Dalam ajaran agama Islam, Allah Swt. telah memerintahkan umat Islam agar senantiasa berlaku adil dalam segala hal, tanpa memandang golongan, kerabat atau agama yang dipeluknya. Dalam perintah mengedepankan keadilan ini diiringi dengan berbuat baik (ihsan) kepada sesama. Maksud ihsan di sini bukan hanya tindakan baik, tapi juga lebih dari sekadar melakukan kebaikan berupa pemberian materi, tapi juga disertai dengan adab, toleransi, tepo seliro, dan sejenisnya.
Allah Swt. menyampaikan perintah berbuat adil dan ihsan ini dalam Surat al- Nahl [16] ayat 90 sebagai berikut:
اِنَّ اللهَ يَأْمُرُ بِالْعَدْلِ وَالْاِحْسَانِ وَاِيْتَاۤئِ ذِى الْقُرْبٰى وَيَنْهٰى عَنِ الْفَحْشَاۤءِ وَالْمُنْكَرِ وَالْبَغْيِ يَعِظُكُمْ لَعَلَّكُمْ تَذَكَّرُوْنَ
Artinya, "Sesungguhnya Allah menyuruh (kamu) berlaku adil dan berbuat kebajikan, memberi bantuan kepada kerabat, dan Dia melarang (melakukan) perbuatan keji, kemungkaran, dan permusuhan. Dia memberi pengajaran kepadamu agar kamu dapat mengambil pelajaran" (QS al-Nahl [16] ayat 90).
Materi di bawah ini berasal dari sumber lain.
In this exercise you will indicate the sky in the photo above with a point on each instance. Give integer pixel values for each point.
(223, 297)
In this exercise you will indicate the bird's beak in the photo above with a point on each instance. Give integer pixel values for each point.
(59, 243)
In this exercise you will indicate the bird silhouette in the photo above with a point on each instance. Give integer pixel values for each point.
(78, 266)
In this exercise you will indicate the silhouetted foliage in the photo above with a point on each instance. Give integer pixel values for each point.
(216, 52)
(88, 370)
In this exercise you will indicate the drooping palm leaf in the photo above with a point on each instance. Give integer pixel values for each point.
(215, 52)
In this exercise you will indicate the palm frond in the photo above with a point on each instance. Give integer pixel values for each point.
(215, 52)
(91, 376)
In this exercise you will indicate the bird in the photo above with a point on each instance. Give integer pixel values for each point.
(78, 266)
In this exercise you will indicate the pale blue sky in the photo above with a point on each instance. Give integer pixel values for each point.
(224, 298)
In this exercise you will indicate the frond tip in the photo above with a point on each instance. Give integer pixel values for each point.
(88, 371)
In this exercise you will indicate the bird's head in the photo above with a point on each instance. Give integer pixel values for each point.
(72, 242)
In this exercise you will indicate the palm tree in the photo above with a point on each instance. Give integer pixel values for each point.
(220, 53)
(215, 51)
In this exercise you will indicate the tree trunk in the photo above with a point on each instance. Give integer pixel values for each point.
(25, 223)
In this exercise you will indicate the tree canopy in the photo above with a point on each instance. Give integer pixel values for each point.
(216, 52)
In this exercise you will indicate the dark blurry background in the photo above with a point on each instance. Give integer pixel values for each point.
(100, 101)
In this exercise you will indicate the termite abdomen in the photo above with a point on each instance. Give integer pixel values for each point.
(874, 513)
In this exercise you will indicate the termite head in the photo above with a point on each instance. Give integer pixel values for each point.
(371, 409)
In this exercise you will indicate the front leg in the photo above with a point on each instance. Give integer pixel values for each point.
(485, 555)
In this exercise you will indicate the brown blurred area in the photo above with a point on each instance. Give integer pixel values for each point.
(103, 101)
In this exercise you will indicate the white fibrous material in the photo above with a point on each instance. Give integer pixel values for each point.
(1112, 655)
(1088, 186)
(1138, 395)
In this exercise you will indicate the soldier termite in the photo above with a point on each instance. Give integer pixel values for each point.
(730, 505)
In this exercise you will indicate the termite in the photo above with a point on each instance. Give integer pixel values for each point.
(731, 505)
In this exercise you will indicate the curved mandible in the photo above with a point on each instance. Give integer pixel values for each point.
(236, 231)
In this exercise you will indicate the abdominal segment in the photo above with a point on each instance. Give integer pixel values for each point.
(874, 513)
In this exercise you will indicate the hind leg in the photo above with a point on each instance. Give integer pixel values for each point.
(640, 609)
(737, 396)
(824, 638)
Islam memandang catcalling sebagai perbuatan yang tidak memoderasi gender dan wujud lunturnya nilai hamblumminannas. Dimana Perempuan juga memiliki Hak untuk aman dan bebas dari rasa terintimidasi akan tetapi mereka kaum (bringasan) memperkosa hak tersebut secara tidak langsung serta Catcalling menciptakan atmosfer ketakutan dan ketidaknyamanan bagi perempuan di ruang publik. Lebih dari itu, catcalling merupakan sebuah bentuk pelecehan yang merendahkan martabat perempuan. Tubuh perempuan diobjektifikasi, direduksi menjadi komoditas seksual semata. Pandangan ini bertentangan dengan ajaran Islam rahmatan lil 'alamin yang menekankan kesetaraan gender dan kehormatan manusia karena hal tersebut sudah ada Ketika zaman Rasulullah saw.
Fenomena catcalling tak lepas dari akar budaya patriarki yang mengakar kuat dalam masyarakat. Kultur yang memosisikan laki-laki sebagai pihak dominan dan perempuan sebagai subordinat. Budaya ini memicu anggapan bahwa perempuan "pantas" mendapatkan komentar dan rayuan tak senonoh di ruang publik.
Melawan catcalling berarti melawan budaya patriarki. Perlu adanya edukasi dan kesadaran kolektif bahwa catcalling bukan lelucon, melainkan bentuk pelecehan yang tak tertoleransi. Marilah bersama-sama menentang sekecilpun catcalling, Wujudkan Surakarta yang aman dan nyaman, di mana setiap langkah terasa dihargai, bukan dilecehkan. Menebar kesadaran bahwa perempuan berhak atas rasa aman dan dihormati di ruang publik. Catcalling bukan budaya, tapi dosa. Lawan!
HIDUP PEREMPUAN YANG MELAWAN!!!!!!!!!!